Sunday, November 18, 2007

feeling weird

well....its that time of year again...when i don't have sch and actually spend time thinking about my life....and thats when it really hits me really hard

i explained before, i don't think laterally like a normal person. I don't have a inner voice, i have inner voiceS. not one, but many. each voice takes the role of each part of me; my worries, my locked up feelings and passions, my rather childish subnormal self. so for the few weeks that i officially don't have sch, these voices have gone overtime. there isn't much time in the day where they stay silent. they're practically screaming at me to do things, to react, to be proactive, to do something. how long do you think you can shun them? these voices are me, no matter how weird they are, they are really me, what i am, a part of me. so what should i do?

and becos of these voices, i become really worried about things that i shouldn't worry about. they keep reacting to situations, blaring when i'm alone. i need to remove distractions when working, yet the biggest distraction is myself. it's an another paradox. so you wonder, what a person am i?

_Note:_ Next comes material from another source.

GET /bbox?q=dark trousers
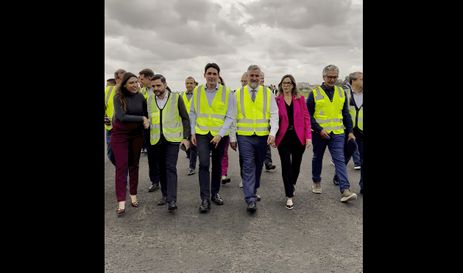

fragmented, split, multipersonality
sad, happy, torn
lazy, pretense, invisible

i think in the quiet of everything, i'm the ultimate source of humour to myself. i'm right in front of people, yet it's as if i don't exist. i hide my selves in masks of unrealism so as to never actually find out who i really am. i punish myself, sometimes just to make others feel happy...is that right? when you put others before yourself, who will look out for you?

i need to talk to someone...just to get rid of all this stuff in my head...yet i'm scared and worried...seriously drives me a little crazy.